Memory and attention: AO x 3. Comprehensive Client Family Assessment

 

Differential diagnosis

  • Major Depressive disorder, Recurrent Episode with psychotic features
  • Alcohol use disorder; severe
  • Bipolar I Disorder most recent episode depressed Severe
  • Recurrent Episode with psychotic features (DSM-5, 2018).

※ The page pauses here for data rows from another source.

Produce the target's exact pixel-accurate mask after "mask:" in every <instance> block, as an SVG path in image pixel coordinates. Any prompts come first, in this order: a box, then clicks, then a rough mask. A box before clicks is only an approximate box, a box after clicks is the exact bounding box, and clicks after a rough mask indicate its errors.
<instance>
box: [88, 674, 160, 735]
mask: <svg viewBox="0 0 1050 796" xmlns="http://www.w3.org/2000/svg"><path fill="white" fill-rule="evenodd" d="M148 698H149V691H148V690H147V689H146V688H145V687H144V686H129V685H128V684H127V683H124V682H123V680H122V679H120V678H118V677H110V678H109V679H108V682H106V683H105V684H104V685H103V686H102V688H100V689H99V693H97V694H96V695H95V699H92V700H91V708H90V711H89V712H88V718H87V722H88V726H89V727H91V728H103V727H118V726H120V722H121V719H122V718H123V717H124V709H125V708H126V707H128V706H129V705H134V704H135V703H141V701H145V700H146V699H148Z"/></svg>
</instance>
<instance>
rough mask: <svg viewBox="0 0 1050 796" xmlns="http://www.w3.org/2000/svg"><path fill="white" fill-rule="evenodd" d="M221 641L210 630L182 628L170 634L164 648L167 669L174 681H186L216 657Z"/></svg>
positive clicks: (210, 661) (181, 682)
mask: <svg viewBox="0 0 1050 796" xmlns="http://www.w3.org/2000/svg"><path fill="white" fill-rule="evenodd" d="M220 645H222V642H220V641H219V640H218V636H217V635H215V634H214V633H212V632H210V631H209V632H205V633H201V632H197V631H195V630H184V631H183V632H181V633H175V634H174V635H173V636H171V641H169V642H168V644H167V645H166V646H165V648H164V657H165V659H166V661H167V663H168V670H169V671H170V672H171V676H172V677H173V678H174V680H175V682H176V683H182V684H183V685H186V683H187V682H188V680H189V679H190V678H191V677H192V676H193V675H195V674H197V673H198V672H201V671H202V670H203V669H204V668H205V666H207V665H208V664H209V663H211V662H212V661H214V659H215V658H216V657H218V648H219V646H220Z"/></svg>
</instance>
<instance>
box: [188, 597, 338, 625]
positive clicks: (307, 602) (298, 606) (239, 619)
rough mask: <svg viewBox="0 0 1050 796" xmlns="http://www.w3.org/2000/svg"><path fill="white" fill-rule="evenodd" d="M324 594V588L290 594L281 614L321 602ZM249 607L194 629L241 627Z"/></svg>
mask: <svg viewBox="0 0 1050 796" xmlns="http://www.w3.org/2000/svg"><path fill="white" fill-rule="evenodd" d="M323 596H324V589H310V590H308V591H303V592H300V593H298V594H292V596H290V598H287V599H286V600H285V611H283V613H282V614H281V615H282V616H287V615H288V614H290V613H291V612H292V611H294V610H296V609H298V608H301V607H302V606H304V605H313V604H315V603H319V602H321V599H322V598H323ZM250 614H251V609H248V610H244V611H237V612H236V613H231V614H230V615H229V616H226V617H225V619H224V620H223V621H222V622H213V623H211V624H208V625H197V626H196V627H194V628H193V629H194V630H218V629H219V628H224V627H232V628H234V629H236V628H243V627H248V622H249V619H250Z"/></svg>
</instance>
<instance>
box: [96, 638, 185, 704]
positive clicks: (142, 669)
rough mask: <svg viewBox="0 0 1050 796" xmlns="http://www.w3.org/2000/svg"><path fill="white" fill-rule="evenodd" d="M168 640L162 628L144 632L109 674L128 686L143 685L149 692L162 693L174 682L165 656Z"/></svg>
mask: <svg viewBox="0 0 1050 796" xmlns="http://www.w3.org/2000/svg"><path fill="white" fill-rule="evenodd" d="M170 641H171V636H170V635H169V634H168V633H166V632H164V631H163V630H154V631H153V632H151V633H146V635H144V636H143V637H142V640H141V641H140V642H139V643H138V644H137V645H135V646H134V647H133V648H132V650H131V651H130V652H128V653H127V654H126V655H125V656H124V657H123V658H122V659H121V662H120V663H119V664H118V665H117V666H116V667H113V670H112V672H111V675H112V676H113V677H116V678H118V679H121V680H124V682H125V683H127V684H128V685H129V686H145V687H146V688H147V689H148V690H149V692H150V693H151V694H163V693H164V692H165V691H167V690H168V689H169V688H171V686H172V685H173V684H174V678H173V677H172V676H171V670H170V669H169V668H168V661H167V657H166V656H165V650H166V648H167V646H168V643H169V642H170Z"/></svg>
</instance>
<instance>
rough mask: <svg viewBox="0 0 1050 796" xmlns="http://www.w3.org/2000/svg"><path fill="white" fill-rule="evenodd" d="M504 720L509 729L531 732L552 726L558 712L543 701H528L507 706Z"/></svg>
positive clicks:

Columbia Suicide Severity Rating Scale:

  • Wish to be dead: Yes
  • Suicidal thoughts: yes
  • Suicidal thoughts with method (with a specific plan and intend to act): Yes
  • Suicidal Intend (with particular plan): Yes
  • Suicidal Intend with a specific plan; Yes
  • Suicidal behavior question: Yes

If yes to 6, how long ago did you do any of these: Over a year ago (American Psychiatric Association, 2013).

 

Case formulation

The patient is presenting with suicidal ideation with a plan and intent to jump off the bridge or self-stabs with a knife.  The patient complained about his medication, Latuda is no longer working. Currently homeless with no job or income. Though calm, polite, and cooperative with organized thoughts, patient reports depression and anxiety (American Psychiatric Association, 2013). Comprehensive Client Family Assessment

 Treatment plan

The client will begin an antidepressant Sertraline (Zoloft) 25 mg PO daily for the next four week and monitor progress. Start patient on an alcohol detox program to help with dependency and encourage to client join the alcohol anonymous (AA) group for support (Wheeler, K., 2014)Comprehensive Client Family Assessment.